I went to Cyprus for work. You know, work, so didn’t see much of Cyprus. I travelled with a colleague who was in a wheelchair and I am delighted to report that people are very nice to you if you are travelling in a wheelchair. Your pushing companion also gets to skip the queue.
I was staying in a hotel near the beach. Breakfast felt like I was on holidays.
I mean come on.
Was I delighted to be whisked away by minibus at the crack of dawn to the conference centre with windowless rooms? I am only human, I was not.
But we did get a tour of Nicosia in the evening where we saw the monument to liberation from the British (enjoyable).
We also saw the archeological museum which was interesting.
Not satisfied with my baking in Cyprus opportunities in May, I also went to a conference in Lisbon last month. Toasty, but I was last in Lisbon before I was married and I had forgotten how beautiful it is. I would definitely like to go back again on my own dime.
Obligatory tram photo.
On my return flight to Dublin on Saturday morning I was sitting on the aisle side with an American in the middle and an older woman from Cork at the window. I knew she was from Cork because I heard her telling the American man so.
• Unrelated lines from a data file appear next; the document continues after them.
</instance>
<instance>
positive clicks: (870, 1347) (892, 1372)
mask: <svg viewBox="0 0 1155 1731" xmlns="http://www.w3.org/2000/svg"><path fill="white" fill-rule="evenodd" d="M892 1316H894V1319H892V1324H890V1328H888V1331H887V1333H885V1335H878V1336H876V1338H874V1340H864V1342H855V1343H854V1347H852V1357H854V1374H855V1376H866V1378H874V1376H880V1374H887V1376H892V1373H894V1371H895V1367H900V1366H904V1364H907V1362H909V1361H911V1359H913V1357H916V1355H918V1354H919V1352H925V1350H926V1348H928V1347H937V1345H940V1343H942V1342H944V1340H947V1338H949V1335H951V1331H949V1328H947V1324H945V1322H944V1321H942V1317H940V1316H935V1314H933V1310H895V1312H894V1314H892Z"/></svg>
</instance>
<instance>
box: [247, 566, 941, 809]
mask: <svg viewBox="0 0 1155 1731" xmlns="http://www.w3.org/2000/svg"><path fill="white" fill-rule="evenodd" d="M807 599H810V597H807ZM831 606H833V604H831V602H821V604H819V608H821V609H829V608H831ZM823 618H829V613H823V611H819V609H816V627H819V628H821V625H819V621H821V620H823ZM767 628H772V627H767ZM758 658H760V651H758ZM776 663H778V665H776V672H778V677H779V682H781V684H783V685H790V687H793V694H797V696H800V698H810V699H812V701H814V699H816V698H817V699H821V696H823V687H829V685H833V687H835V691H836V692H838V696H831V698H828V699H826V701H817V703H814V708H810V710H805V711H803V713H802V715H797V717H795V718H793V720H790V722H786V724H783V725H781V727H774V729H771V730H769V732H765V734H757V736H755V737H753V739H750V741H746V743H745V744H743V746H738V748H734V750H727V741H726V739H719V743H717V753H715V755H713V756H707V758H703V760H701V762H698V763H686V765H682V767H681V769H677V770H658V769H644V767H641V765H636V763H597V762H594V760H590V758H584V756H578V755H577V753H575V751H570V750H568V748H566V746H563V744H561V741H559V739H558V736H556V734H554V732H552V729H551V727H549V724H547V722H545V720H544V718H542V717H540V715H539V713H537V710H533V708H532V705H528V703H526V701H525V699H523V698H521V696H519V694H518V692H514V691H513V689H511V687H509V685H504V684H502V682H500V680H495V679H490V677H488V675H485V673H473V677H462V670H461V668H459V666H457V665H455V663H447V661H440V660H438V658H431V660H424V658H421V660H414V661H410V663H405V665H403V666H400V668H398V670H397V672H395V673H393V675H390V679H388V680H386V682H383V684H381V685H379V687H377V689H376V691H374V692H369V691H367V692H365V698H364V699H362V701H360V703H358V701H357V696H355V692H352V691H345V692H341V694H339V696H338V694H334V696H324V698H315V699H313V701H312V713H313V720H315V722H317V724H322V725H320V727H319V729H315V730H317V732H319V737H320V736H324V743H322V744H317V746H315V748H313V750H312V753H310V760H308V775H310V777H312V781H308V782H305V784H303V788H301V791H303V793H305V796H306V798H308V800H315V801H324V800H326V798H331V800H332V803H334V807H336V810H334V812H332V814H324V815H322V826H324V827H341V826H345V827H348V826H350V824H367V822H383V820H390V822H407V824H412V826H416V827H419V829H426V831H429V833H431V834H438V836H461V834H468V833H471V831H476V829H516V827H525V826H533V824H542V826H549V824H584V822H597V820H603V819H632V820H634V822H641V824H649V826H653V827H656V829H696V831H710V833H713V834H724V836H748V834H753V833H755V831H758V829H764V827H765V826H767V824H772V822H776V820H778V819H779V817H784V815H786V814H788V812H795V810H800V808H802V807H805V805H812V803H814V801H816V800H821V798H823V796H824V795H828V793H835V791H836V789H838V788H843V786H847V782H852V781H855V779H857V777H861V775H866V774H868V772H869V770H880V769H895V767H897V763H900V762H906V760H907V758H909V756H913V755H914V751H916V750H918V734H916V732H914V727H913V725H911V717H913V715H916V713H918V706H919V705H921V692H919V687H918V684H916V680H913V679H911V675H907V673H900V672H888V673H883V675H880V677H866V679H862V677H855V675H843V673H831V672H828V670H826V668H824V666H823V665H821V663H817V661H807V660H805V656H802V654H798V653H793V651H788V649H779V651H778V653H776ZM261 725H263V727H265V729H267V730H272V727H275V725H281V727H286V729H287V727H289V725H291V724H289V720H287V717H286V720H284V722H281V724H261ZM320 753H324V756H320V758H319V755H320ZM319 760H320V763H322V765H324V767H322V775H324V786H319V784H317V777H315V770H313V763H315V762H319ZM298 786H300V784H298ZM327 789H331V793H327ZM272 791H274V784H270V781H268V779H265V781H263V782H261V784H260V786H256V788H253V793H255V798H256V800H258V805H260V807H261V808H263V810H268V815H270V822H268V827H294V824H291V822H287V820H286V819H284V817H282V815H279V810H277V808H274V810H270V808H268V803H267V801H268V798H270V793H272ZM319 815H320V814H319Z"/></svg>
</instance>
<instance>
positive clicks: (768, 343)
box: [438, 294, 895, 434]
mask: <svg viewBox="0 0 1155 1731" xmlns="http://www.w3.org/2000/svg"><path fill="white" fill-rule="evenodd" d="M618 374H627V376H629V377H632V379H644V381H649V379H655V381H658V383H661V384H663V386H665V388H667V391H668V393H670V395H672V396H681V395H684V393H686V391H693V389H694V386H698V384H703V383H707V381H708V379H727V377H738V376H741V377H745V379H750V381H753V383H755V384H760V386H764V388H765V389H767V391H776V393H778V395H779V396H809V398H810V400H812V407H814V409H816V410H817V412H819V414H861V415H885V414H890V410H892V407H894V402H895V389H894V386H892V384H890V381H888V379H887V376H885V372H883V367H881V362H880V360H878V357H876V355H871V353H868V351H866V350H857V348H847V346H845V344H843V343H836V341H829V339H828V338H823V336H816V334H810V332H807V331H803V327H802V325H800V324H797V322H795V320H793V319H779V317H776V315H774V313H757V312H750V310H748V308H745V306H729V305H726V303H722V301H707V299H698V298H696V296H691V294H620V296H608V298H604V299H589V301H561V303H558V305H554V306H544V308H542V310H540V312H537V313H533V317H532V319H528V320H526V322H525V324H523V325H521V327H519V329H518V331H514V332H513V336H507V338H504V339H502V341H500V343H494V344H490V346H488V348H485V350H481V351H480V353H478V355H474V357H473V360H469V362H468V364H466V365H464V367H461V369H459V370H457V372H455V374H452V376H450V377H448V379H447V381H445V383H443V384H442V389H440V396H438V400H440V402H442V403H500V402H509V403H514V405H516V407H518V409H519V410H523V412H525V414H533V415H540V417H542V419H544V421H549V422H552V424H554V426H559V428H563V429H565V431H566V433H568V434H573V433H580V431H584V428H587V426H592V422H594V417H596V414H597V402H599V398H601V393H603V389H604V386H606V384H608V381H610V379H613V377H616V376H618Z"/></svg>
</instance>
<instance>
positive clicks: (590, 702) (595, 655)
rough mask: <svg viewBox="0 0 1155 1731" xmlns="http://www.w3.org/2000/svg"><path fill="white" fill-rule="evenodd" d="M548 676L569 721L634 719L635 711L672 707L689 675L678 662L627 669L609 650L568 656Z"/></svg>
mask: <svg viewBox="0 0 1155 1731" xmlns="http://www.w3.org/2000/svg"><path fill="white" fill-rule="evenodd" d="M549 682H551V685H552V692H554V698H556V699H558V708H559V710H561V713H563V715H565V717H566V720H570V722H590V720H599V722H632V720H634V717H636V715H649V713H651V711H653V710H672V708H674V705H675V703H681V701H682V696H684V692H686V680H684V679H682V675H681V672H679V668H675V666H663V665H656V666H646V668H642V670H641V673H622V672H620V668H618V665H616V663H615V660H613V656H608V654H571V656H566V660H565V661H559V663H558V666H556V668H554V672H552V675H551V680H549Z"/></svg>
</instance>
We waited a long time on the tarmac to get off (I missed the session in Dalkey book festival I had been scheduled to attend that afternoon, alas). The American and the Cork woman began to talk about politics and I started to feel sorry for him so I staged an intervention. “I heard you saying you were from Cork earlier,” I said to her. No further intervention was needed. We established the following over the body of the misfortunate American: she lived around the corner from my parents; she remembered them from when my brother had been a primary school pupil in the school where she taught (we verified his identity from the photo I have of him in his plum velvet communion suit which pops up whenever he calls me, I’m hilarious, it was the 70s); her son is married to a (very good) hockey player who was in my sister’s class in school; she lives next door to the mother of a friend of Mr. Waffle’s from college; and she plays bridge with my best friend from school’s mother. This is possibly the best illustration of why, fond as I am of Cork, I quite like the anonymity of the big city. I felt quite sorry for the poor American.
Anyway, been anywhere nice for work yourself?